SAP Cloud Identity Access Governance scales well for providing role management, access requests, reviews and analytics, and privileged access management (PAM) with SAP, GRC, and IAM (identify and access management) solutions on the same tech stack. It’s also proven effective in protecting SAP supply chains that are integrating with S4/HANA implementations. However, deviating from an SAP tech stack, and IAM and PAM don’t scale – or, in some cases, can’t protect third-party enterprise applications. To its credit, Cloud Identity Access Governance includes pre-configured policies and rules for access management. However, SAP requires its customers also to buy SAP Access Control to customize workflows and ensure they include endpoints and microsegmentation-based network configurations that are a core component of any with the zero-trust framework.

The truth about zero trust with SAP

The goal of the Shared Responsibility Model is assigning responsibility for the security of cloud tech stacks by cloud service providers, infrastructure, and cloud customers.
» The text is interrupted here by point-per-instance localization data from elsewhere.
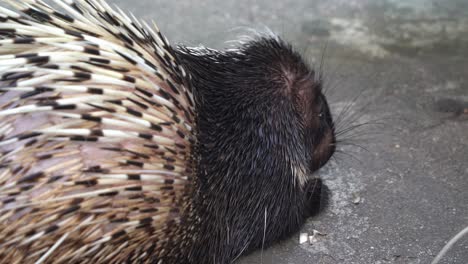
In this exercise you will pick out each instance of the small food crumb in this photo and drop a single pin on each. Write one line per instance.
(313, 238)
(356, 198)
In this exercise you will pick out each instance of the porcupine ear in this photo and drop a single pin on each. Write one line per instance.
(95, 113)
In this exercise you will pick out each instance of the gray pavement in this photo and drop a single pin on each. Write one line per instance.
(401, 195)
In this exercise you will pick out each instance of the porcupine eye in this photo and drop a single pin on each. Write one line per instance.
(318, 128)
(322, 139)
(319, 139)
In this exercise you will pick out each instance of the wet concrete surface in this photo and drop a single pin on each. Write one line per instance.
(402, 193)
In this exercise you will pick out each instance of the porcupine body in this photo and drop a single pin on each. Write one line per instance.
(116, 147)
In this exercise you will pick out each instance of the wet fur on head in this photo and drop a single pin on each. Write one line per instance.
(264, 128)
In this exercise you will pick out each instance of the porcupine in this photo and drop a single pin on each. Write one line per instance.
(116, 147)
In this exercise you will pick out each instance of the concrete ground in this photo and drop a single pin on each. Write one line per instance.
(402, 193)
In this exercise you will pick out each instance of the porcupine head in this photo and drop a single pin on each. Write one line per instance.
(117, 147)
(264, 128)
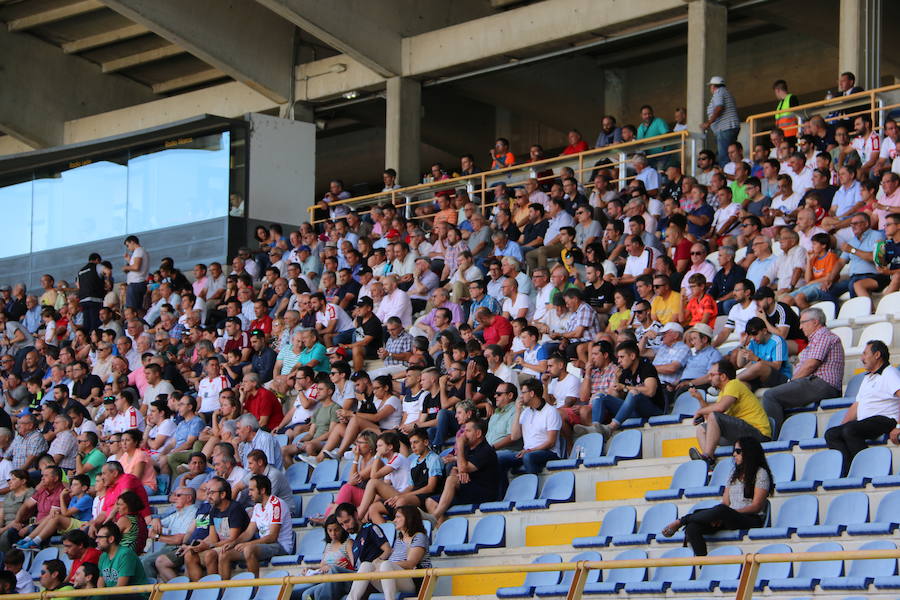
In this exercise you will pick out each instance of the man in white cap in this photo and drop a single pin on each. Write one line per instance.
(721, 118)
The SAP version of the Shared Responsibility Model shown below illustrates how the company has defined securing the data itself, management of the platform, applications and how they’re accessed, and various configurations as the customers’ responsibility:

SAP Community, RISE with SAP: Shared Security Responsibility for SAP Cloud Services

Above: SAP Community, RISE with SAP: Shared Security Responsibility for SAP Cloud Services

While SAP provides basic IAM support, it doesn’t defend against the leading cause of security breaches, including privileged credential abuse. Forrester reports that 80% of data breaches are initiated using compromised privileged credentials. According to interviewed CISOs who are evaluating SAP’s zero-trust capabilities, the following vendors are most often included in the comparisons: SailPoint Identity Platform, Oracle Identity Manager, Okta Lifecycle Management, Saviynt Security Manager, IBM Security Verify Governance, Ivanti Identity Director, Microsoft Azure Active Directory and Micro Focus NetIQ Identity Manager. Enterprises often compare these IAM providers on their integration, deployment, service, and support levels, with these factors weighing more on buying decisions than features alone.

SAP’s supply chain offerings lack diversity

SAP’s approach to IAM  doesn’t protect privileged-access credentials or protect every endpoint from third-party applications, which is essential for creating a framework for zero-trust security. As the Shared Responsibility Model illustrates, SAP secures services, leaving IAM to customers. While their PAM and IAM applications are useful in all-SAP environments, they don’t reflect how diverse and complex SAP supply chain stacks can be in nearly every enterprise today.